L'Assurance maladie porte une autre expérimentation, centrée sur un outil asssitant les médecins généralistes dans l'interprétation des électrocardiogrammes. Le projet devrait débuter à l'été 2025, probablement en Haute-Garonne et dans le Val-de-Marne.

Un dérivé de Mistral 7B en service au rectorat de Lyon

Le ministère de l'Éducation nationale entend encourager l'expérimentation ou le déploiement de l'IA tout particulièrement pour la production de rapports et la synthèse d'indicateurs.

L'une de ses vitrines IA se trouve dans l'académie de Lyon. Sur place, le rectorat utilise Cassandre (Conseil Automatisé et Support par Système d'Analyse Numérique de Documents Réglementaires et Éditoriaux). L'outil a été développé avec la start-up Pleias dans le cadre d'un appel à projets interne au ministère. Il se fonde sur le modèle OpenHermes Mistral 7B, additionné d'un RAG. Le tout sur l'infrastructure d'Albert. Le personnel RH l'utilise pour répondre aux questions des enseignants. Un passage à l'échelle nationale est "à l'étude".

Les Français de l'étranger, servis par Albert

De l'Albert, il y en a aussi au ministère de l'Europe et des Affaires étrangères, par exemple depuis 2024 pour apporter des réponses aux Français de l'étranger. Cette année auront lieu des expérimentations sur l'aide à la production du mémoire contentieux dans les juridictions internationales et à la communication des archives diplomatiques.

Dans la cellule de veille stratégique du ministère, on utilise Arlequin. Cet outil de traitement du langage est expérimenté depuis 2023. Notamment pour repérer les campagnes de dénigrement des intérêts français à l'étranger et pour mesurer le sentiment que les initiatives françaises suscitent à l'international.

L'IA pour prédire précipitations et ressources minérales

Le ministère de la Transition écologique a LIRAe, une liseuse IA en appui aux services sur l'autorité environnementale (accélération de l'instruction des dossiers ; 10 à 20 % de gain de temps).

Parmi les opérateurs du ministère, Météo France a développé Espresso.
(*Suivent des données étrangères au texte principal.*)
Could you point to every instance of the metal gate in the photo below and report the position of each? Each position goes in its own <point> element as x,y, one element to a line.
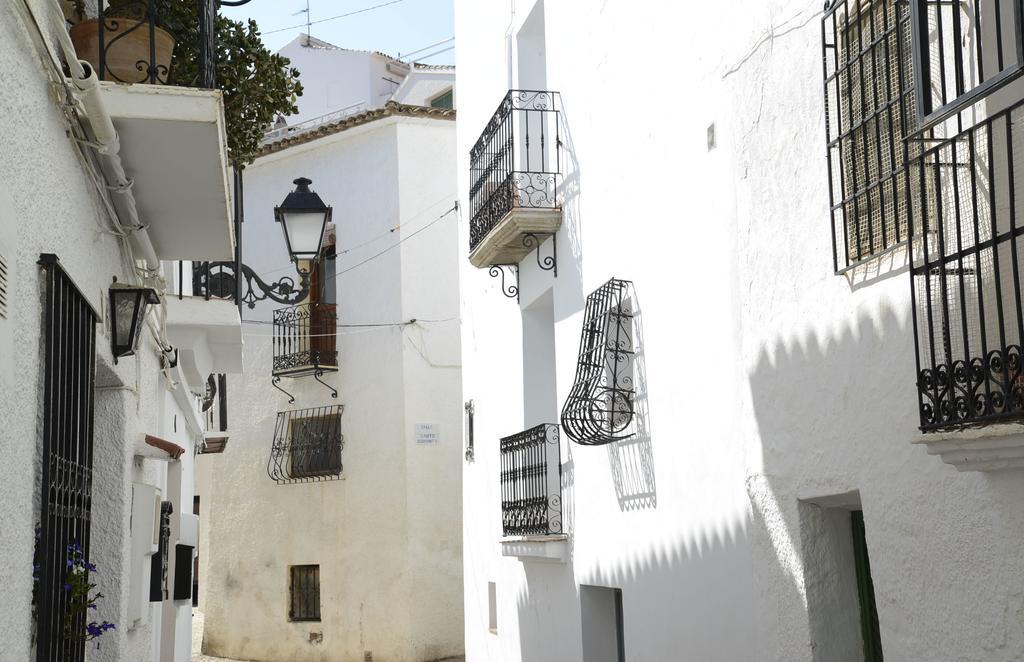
<point>69,367</point>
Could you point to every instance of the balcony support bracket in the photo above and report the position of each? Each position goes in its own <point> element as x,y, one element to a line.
<point>510,288</point>
<point>317,375</point>
<point>549,263</point>
<point>291,398</point>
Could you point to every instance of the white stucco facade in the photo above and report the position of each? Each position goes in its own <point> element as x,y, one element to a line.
<point>49,203</point>
<point>772,392</point>
<point>386,534</point>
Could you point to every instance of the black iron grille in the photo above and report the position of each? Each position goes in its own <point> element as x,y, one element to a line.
<point>516,160</point>
<point>157,29</point>
<point>305,339</point>
<point>306,446</point>
<point>69,373</point>
<point>599,407</point>
<point>304,593</point>
<point>967,275</point>
<point>966,50</point>
<point>531,495</point>
<point>869,110</point>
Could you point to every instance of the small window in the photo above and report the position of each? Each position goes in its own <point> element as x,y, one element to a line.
<point>493,608</point>
<point>603,636</point>
<point>314,450</point>
<point>445,100</point>
<point>304,593</point>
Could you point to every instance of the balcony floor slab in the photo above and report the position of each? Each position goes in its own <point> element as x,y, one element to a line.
<point>504,244</point>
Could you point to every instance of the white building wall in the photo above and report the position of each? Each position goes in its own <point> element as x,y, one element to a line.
<point>387,534</point>
<point>769,380</point>
<point>48,204</point>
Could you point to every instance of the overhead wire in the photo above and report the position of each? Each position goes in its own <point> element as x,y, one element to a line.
<point>341,15</point>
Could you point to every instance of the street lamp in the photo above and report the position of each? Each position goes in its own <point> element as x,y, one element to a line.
<point>303,216</point>
<point>128,307</point>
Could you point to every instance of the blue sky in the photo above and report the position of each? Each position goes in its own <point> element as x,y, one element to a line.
<point>399,27</point>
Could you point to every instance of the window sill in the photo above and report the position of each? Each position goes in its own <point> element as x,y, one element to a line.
<point>992,448</point>
<point>550,548</point>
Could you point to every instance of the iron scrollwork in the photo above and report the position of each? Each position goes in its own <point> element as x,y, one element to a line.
<point>516,161</point>
<point>306,446</point>
<point>548,263</point>
<point>510,288</point>
<point>219,280</point>
<point>600,405</point>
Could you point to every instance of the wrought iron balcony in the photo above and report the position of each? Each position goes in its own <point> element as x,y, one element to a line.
<point>515,169</point>
<point>306,446</point>
<point>134,41</point>
<point>531,494</point>
<point>305,339</point>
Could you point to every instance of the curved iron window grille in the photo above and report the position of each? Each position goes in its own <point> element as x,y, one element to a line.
<point>158,28</point>
<point>66,499</point>
<point>599,408</point>
<point>305,339</point>
<point>516,161</point>
<point>530,477</point>
<point>967,290</point>
<point>306,446</point>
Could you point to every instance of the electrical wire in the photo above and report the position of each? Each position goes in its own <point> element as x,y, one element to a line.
<point>341,15</point>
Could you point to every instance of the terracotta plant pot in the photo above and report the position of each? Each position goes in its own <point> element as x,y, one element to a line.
<point>127,49</point>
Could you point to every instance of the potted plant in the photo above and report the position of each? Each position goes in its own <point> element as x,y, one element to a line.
<point>74,10</point>
<point>128,26</point>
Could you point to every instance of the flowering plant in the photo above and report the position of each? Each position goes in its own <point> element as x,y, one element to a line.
<point>81,600</point>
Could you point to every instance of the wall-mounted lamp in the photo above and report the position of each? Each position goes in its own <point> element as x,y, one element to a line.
<point>128,307</point>
<point>303,216</point>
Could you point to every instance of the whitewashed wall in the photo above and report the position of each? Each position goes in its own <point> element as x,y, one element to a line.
<point>48,204</point>
<point>387,535</point>
<point>769,380</point>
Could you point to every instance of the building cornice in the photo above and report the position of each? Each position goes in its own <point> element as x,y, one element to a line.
<point>391,109</point>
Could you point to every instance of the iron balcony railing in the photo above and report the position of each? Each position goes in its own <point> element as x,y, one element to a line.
<point>306,446</point>
<point>967,270</point>
<point>134,41</point>
<point>305,339</point>
<point>531,494</point>
<point>516,161</point>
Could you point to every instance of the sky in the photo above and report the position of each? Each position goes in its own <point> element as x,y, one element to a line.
<point>394,27</point>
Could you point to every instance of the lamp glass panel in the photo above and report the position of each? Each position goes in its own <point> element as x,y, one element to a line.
<point>124,317</point>
<point>305,231</point>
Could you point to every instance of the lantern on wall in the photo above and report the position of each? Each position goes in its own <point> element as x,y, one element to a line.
<point>128,307</point>
<point>303,216</point>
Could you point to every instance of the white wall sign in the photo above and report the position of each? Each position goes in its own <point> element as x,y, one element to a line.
<point>427,433</point>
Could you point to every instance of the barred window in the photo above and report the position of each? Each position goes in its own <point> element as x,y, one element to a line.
<point>304,593</point>
<point>870,110</point>
<point>314,449</point>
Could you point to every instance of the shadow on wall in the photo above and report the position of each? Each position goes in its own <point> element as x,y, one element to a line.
<point>571,270</point>
<point>693,596</point>
<point>837,414</point>
<point>632,460</point>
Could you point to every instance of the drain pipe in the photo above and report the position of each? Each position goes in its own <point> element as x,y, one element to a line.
<point>108,146</point>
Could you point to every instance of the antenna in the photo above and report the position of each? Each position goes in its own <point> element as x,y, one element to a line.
<point>305,11</point>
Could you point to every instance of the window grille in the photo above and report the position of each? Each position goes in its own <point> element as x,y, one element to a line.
<point>967,275</point>
<point>600,405</point>
<point>304,593</point>
<point>69,376</point>
<point>966,50</point>
<point>307,446</point>
<point>530,478</point>
<point>869,111</point>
Ce modèle d'apprentissage profond basé sur un réseau DeepLabV3+ estime les précipitations à partir d'images satellite. Il fut utilisé lors du passage du cyclone Chido à Mayotte.

Quant à BGRM (Bureau des recherches géologiques et minières), il conduit le projet DROP (Développement de la recherche vers l'opérationnel en prédictivité). Pas tout jeune (le BGRM lui avait décerné son prix de l'innovation en 2021), il porte sur la cartographie prédictive des ressources minérales.

Comand AI et Preligens, deux fournisseurs du ministère des Armées

En 2024, le ministère des Armées a monté une AMIAD (Agence ministérielle pour l'IA de défense), dotée de 300 M€ par an, de 115 chercheurs... et bientôt d'un supercalculateur pour entraîner des modèles.

Un assistant interne fondé sur Mistral et ajusté sur des données de défense est accessible depuis fin 2024 aux 260 000 agents des armées, après 6 mois d'expérimentation auprès de 300 utilisateurs. Il aide à répondre à des questions ainsi qu'à synthétiser, traduire et transcrire du texte.

Le ministère travaille aussi avec Comand AI. Cette start-up parisienne, qui a récemment levé près de 10 M€, a pour patron un ancien d'Air Liquide et de Naval Group (construction navale de défense). Elle propose une suite logicielle pour la planification des opérations militaires et l'analyse des retex. Expérimentée dans l'armée de terre, elle devrait passer à l'échelle fin 2025 sur toutes les armées.

Autre entreprise française avec laquelle travaille le ministère : Preligens. Elle a développé des algorithmes à destination des analystes en guerre acoustique (dits "oreilles d'or"). Objectif : les aider à identifier la nature et la position des navires à partir des sons qu'émettent leurs appareils propulsifs et leurs équipements spécifiques.